Telegazetę można czytać zarówno na ekranie telewizora, jak i w... ineternecie Foto: INNPoland.pl
Kiedy powstawała, w 1988 roku, internet był jeszcze w powijakach (pierwsza strona internetowa miała powstać dopiero za 2 lata, a standard WWW miał pojawić się jeszcze rok później). Dzisiaj, pomimo tego, że w dalszym ciągu zawiera wiele działów tematycznych, emituje ogłoszenia drobne i na bieżąco publikuje depesze Polskiej Agencji Informacyjnej i Informacyjnej Agencji Radiowej, wydaje się być medium zapomnianym i mocno archaicznym.

To powszechny dostęp do Internetu i ciągły rozwój technologii mobilnych przyczynił się do jej upadku. Dzisiaj każdy wiadomości może przeczytać na ekranie komputera, a poza domem na urządzeniach mobilnych takich jak smartfon, czy tablet. Prawdopodobnie nawet w domu większość użytkowników telewizorów przegląda na nich strony www, a nie Telegazetę. Część telewidzów nawet nie wie, że ta funkcja jest nadal dostępna.


Wiedzę tę mają za to pewne grupy. W telegazecie wielu nadawców znajduje się specjalna strona z napisami do programów i filmów. Dzięki temu osoby niesłyszące lub niedosłyszące mogą wiedzieć co się dzieje na ekranie. Niedawno TVP uruchomiła nawet specjalny serwis na Igrzyska Olimpijskie w Pjongczangu. Zapomnianą funkcję odkrył też jeden z dziennikarzy Gazety Prawnej. Sławomir Wikariak znalazł w telegazecie jednego z nadawców dział ogłoszeń. Okazało się, że wiele z nich to po prostu informacje dla osób osadzonych w więzieniach. Jeśli więzień ma dostęp do telewizji oraz pilota, może odebrać wiadomości od przyjaciół czy rodziny.

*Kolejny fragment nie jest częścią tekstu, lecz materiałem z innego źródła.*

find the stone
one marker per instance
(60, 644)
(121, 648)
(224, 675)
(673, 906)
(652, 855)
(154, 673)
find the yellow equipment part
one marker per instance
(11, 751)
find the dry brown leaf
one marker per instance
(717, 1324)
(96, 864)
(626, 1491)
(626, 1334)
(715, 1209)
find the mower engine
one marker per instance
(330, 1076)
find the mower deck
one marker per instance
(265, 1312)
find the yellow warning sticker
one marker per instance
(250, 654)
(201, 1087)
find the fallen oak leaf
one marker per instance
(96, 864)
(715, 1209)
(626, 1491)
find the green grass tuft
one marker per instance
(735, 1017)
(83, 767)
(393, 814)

Odkrycie Sławomira Wikariaka jest o tyle zaskakujące, że już wiele lat temu Służba Więzienna otrzymała polecenie, by więźniom uniemożliwić dostęp do telegazety. W ten sposób przekazywano im bowiem nie tylko pozdrowienia, ale i zaszyfrowane wiadomości służące działalności przestępczej.

Jest to opcja dość droga, kosztuje podobno ponad 6 zł za wiadomość. Ale okazuje się skuteczna a na dodatek kompletnie niezależna od systemów podsłuchowych i inwigilacyjnych.